Problem: 48 command modules lack direct unit tests. Existing tests are end-to-end command usage tests that don't cover internal logic. Highest risk in large modules.
Priority files:
commands/tokens/token.py(942 lines)commands/tools/execute_tool.py(565 lines)commands/memory/memory.py(538 lines)
Action: Add targeted unit tests for complex internal logic in each module.
| Tier | Focus | What Changes | Status |
|---|---|---|---|
| 1 | Memory & context | Stops crashing on large payloads | ✅ Complete |
| 2 | Efficiency & resilience | Reliable under real workloads | ✅ Complete |
| Apps | MCP Apps (SEP-1865) | Interactive browser UIs from MCP servers | ✅ Complete |
| 3 | Performance & polish | Feels fast, saves work | ✅ Complete |
| 4 | Code quality | Maintainable, testable | ✅ Complete |
| 5 | Production hardening | Observable, auditable | ✅ Complete |
| VM | AI Virtual Memory | OS-style context management | ✅ Complete (Experimental) |
| Review | Code review fixes | Silent exceptions, dead code, test gaps | ✅ Complete |
| 6 | Plans & execution graphs | Reproducible workflows | ✅ Complete (6.0–6.8) |
| Dashboard | Dashboard & multi-modal | Real-time browser UI, file attachments | ✅ Complete |
| Dashboard v2 | Dashboard intelligence | Memory panel, token usage, tool timeline, session mgmt, approvals, MCP Apps panels, dashboard-only mode | High |
| 7 | Observability & traces | Debugger for AI behavior | High |
| 8 | Memory scopes | Long-running assistants | High |
| 9 | Skills & capabilities | Portable behaviour layer | High |
| 10 | Scheduling & agents | Autonomous operations | High |
| 11 | Multi-agent coordination | Agent pipelines | Very High |
| 12 | Remote sessions | Distributed AI ops | Very High |
These change the category of the tool from chat interface to agent operating system:
- Plans (Tier 6) — reproducible, inspectable execution; model-driven planning (6.8) makes the model a self-orchestrating agent
- Traces (Tier 7) — explainable AI operations
- Skills (Tier 9) — portable, reusable behaviour (the npm for agents)
- Scheduling (Tier 10) — autonomous background agents
| Ecosystem | Problem | mcp-cli Opportunity |
|---|---|---|
| Claude | Locked skills | Open skill format + adapter |
| OpenAI | Tool calls, no portability | Capability binding layer |
| LangChain | Code-level only | Declarative behaviour packages |
| All | Prompts not reusable, tools are | Skills make behaviour reusable |
Most tools optimize how the model thinks.

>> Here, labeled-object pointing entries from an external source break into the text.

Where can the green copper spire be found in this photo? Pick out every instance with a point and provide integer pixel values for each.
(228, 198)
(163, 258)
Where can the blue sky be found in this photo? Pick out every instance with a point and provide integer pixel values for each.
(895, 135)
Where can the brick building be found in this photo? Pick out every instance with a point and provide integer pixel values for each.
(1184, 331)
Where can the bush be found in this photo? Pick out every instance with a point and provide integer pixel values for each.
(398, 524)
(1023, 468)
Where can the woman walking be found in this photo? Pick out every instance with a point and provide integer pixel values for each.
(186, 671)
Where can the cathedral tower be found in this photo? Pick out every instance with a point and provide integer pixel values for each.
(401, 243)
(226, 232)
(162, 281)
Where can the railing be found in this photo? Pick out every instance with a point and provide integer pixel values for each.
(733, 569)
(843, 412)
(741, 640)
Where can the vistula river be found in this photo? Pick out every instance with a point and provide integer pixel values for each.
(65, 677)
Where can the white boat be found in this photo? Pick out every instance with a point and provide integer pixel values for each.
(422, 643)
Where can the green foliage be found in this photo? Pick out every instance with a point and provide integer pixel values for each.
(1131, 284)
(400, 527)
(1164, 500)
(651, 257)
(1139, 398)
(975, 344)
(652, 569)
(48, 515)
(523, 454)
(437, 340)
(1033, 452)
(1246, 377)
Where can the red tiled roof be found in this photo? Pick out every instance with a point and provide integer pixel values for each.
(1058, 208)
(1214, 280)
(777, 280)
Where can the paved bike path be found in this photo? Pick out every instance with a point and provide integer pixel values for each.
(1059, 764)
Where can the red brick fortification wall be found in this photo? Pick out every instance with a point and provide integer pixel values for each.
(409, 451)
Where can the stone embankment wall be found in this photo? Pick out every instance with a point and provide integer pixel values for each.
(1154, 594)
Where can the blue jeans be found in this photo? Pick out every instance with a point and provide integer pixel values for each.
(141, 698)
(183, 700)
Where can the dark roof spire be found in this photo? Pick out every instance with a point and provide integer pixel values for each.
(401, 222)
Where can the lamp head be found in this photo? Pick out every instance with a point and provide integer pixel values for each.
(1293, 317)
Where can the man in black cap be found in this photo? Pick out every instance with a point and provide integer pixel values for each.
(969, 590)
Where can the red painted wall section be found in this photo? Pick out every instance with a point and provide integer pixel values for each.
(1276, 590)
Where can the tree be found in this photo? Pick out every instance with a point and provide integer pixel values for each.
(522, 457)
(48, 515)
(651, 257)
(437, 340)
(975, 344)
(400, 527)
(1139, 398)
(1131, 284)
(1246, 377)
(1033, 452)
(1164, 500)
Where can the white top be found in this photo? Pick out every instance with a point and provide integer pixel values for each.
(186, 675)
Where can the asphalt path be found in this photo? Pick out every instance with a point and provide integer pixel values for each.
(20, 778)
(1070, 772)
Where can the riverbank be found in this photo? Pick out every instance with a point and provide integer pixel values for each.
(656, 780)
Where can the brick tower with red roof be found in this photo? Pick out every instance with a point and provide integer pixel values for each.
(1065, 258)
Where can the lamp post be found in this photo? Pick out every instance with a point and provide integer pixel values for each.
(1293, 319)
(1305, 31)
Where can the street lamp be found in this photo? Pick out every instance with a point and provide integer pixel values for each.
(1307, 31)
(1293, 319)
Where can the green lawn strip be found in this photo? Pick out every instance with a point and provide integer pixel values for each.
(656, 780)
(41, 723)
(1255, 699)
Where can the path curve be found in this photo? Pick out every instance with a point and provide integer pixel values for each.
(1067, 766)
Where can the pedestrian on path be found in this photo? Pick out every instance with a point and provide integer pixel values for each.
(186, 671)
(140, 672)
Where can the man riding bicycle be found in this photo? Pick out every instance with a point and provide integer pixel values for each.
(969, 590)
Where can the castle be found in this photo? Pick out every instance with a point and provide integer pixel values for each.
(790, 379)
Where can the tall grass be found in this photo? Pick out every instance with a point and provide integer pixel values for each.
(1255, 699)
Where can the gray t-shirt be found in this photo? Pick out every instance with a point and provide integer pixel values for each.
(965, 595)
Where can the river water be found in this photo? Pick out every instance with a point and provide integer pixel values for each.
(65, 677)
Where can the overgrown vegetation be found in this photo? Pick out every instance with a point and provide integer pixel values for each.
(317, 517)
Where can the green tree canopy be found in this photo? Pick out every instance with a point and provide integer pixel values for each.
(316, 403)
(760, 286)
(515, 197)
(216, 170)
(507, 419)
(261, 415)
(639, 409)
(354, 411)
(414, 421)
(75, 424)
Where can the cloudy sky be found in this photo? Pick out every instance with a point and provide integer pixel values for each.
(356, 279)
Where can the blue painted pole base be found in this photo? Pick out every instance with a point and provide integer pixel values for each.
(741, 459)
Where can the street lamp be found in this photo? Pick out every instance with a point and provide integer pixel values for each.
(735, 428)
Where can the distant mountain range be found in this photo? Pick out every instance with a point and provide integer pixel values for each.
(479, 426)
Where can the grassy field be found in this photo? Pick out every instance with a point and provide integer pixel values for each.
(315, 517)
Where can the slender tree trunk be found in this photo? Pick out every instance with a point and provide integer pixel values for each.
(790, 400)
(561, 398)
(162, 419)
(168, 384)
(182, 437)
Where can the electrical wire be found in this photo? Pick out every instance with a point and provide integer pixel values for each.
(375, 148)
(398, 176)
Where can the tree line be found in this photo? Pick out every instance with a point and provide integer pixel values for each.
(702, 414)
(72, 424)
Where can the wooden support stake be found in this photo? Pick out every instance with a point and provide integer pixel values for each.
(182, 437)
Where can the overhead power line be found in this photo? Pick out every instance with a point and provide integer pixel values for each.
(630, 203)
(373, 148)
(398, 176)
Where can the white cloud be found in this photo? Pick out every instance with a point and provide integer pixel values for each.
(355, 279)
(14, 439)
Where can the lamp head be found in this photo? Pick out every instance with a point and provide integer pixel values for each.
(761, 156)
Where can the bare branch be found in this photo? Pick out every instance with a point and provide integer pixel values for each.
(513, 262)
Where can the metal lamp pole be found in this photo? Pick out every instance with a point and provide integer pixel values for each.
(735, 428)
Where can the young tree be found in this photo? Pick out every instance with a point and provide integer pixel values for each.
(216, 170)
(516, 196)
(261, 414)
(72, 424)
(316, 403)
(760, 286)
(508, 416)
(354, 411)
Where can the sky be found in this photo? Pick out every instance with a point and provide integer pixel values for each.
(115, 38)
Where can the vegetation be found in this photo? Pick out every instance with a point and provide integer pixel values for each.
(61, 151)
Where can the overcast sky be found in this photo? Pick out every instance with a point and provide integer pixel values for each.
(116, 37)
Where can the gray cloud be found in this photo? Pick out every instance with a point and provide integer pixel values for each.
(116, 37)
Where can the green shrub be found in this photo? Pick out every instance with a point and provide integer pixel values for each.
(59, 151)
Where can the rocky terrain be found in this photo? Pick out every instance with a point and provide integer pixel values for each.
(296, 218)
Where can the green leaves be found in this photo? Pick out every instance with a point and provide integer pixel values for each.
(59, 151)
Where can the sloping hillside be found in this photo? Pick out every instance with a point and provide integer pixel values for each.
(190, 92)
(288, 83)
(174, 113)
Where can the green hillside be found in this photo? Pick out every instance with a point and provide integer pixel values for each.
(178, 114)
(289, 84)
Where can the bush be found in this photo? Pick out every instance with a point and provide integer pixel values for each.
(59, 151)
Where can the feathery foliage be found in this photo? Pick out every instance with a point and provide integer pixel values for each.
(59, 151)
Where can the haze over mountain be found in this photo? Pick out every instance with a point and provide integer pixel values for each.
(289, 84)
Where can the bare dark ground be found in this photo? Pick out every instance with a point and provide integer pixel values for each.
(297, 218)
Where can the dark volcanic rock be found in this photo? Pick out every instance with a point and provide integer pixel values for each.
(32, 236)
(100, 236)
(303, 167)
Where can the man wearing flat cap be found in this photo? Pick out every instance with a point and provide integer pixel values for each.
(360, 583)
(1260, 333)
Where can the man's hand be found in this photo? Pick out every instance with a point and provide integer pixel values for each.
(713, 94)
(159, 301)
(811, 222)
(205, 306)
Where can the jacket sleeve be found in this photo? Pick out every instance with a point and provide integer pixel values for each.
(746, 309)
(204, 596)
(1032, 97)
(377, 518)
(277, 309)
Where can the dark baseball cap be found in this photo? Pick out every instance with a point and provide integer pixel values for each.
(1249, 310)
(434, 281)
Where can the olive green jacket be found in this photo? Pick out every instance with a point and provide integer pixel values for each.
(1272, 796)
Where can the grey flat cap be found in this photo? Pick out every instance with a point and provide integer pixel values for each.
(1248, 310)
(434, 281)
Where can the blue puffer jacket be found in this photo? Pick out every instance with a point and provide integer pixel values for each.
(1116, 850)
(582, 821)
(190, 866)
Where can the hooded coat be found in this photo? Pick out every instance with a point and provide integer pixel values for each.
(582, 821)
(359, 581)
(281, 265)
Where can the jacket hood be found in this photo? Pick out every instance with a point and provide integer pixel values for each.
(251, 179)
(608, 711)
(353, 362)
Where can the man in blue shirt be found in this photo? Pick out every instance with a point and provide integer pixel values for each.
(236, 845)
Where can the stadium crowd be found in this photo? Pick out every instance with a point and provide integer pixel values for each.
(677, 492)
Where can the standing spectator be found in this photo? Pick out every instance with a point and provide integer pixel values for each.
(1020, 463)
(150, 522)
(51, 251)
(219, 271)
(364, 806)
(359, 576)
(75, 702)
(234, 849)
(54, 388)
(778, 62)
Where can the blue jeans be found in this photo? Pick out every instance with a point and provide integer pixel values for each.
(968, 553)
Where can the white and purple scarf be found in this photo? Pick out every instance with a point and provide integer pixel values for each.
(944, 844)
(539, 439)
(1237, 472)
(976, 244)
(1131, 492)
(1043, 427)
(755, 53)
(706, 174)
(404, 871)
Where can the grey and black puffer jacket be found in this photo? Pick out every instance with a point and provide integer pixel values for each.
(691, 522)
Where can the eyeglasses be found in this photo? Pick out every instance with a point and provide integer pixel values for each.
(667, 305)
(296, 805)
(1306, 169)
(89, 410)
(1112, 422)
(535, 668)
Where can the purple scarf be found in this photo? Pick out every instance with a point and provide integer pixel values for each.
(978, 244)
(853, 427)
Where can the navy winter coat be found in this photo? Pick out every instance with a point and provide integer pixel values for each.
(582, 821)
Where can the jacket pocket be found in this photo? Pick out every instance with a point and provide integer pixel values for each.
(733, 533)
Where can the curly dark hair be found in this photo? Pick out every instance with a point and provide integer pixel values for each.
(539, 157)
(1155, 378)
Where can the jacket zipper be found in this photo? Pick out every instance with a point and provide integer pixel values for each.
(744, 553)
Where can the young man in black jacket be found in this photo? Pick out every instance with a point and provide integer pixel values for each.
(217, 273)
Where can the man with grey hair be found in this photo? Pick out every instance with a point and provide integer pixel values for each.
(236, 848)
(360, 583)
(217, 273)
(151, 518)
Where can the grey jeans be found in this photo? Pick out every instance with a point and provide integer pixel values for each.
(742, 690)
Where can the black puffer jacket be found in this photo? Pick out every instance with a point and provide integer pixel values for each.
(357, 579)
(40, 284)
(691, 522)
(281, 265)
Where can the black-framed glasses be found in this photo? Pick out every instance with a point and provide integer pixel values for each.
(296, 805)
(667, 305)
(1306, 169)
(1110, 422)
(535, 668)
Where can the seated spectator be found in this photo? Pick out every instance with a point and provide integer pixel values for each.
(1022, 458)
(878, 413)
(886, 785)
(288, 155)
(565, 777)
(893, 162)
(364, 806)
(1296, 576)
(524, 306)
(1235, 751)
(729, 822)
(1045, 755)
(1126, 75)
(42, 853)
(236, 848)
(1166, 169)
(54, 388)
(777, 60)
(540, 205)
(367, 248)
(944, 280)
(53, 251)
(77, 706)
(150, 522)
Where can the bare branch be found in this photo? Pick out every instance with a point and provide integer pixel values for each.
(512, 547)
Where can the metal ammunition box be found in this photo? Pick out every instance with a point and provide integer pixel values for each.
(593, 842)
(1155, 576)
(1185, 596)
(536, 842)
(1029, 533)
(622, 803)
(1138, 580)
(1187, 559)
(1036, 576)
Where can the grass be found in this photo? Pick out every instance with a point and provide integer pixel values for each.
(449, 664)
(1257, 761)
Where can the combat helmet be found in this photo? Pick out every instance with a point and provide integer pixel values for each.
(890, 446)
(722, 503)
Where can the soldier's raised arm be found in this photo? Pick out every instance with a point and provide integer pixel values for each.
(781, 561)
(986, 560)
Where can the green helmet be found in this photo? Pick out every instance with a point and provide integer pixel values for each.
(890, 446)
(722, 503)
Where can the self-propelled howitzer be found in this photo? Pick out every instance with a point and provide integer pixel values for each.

The winning layer optimizes how thinking is executed, repeated, inspected, and trusted. mcp-cli is already positioned exactly there.
Skills are the keystone: they turn mcp-cli from a runtime into a distribution platform for agent behaviour — the neutral ground where capabilities live, regardless of which model or infrastructure runs them.